The Cambridge History of English and American Literature in 18 Volumes (1907–21).
Volume X. The Age of Johnson.
§ 14. His Schoolmistress and Miscellaneous Poems
One of the censor’s ironical anecdotes is that “nothing roused Shenstone’s indignation more than to ask if there were any fishes in his water.” The obvious innuendo has a certain justice; but it may, to some extent, be retorted that he did try to “stock” some part of his poetical water—very profitably. His Moral Pieces, had they stood alone, would either have excluded him from notice here altogether, or have left him with a line of condemnation. The Judgment of Hercules has the smoothness, but also the insignificance, of the average eighteenth century couplet; Economy, The Ruined Abbey, and Love and Honour, the frigid bombast and the occasional sheer “measured prose” of its worst blank-verse. If The Progress of Taste deserves a less harsh judgment, it is because Shenstone, there, is writing autobiographically, and, consequently, with his heart in the matter; while, as to form, he takes refuge in the easy “Hudibrastics” which the age generally wrote well, and sometimes excellently. But, elsewhere, if the sense of impar congressus is too frequently with us, there are, also, frequent alleviations; while that other and consoling sense of reading one who, at least, is a seeker after true poetry is seldom absent.
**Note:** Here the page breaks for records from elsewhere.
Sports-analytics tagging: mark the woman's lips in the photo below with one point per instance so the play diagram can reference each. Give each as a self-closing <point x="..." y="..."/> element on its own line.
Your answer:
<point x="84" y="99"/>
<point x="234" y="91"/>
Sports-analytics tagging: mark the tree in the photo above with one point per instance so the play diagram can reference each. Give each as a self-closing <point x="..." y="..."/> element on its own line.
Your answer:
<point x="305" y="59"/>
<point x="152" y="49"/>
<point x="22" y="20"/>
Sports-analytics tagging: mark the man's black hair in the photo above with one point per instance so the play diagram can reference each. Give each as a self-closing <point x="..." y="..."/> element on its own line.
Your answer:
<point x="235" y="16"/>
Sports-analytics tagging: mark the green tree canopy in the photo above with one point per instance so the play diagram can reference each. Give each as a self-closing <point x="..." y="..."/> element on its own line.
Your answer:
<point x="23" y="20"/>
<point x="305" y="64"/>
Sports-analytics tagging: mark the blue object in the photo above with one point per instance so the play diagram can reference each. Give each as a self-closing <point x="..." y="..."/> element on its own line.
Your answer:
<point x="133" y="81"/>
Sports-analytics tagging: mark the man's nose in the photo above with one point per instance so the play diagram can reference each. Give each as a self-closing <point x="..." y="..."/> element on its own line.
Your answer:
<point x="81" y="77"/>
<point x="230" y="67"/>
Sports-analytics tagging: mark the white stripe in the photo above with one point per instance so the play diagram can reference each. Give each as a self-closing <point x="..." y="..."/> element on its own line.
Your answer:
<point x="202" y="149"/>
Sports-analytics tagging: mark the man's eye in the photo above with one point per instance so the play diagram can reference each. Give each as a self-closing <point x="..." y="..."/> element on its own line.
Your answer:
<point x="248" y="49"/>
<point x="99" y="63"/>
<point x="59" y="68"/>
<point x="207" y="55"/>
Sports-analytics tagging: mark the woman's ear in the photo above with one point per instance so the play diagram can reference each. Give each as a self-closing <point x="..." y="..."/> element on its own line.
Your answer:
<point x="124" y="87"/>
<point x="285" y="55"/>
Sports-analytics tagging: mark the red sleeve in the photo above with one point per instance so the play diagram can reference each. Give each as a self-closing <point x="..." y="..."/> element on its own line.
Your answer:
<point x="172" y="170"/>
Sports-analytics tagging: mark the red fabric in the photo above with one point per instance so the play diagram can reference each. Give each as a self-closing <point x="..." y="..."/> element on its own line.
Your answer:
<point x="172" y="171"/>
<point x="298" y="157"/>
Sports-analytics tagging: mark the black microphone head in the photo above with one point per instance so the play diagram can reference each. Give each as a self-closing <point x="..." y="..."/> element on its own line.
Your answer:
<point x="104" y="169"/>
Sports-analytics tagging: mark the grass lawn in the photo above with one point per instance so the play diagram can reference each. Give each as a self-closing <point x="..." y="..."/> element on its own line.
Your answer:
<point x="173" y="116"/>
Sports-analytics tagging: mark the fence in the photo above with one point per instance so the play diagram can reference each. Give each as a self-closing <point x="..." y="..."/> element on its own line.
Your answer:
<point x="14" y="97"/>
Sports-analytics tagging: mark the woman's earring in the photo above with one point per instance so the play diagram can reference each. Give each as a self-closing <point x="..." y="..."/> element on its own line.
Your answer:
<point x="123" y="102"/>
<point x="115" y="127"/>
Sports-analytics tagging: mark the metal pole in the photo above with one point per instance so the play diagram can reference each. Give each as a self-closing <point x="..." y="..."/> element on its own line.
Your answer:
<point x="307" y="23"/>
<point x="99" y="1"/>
The Schoolmistress (which, we know, was undertaken irreverently and converted the author in the writing) has generally been admitted to be one of the happiest things of its kind, so far as its author intended (and he has defined his intention very strictly) to reach. Even the tea-garden “inscriptions” are saved by the best-known of them, “Here in cool grot,” which, by the exclusion of some of the unlucky poetic lingo of the time, and the substitution for it of better phrase, could be made a really charming thing. Whether there are enough good things in Levities to save the others is a nicer question: but, some things are certainly good. And the same is the case with Elegies, which occupies the other wing of his array. But it has practically long been decided that Shenstone must be judged by The Schoolmistress and the Miscellaneous Poems conscientiously subtitled “Odes, Songs, Ballads etc.” Of The Schoolmistress we have spoken; of the others we may now speak.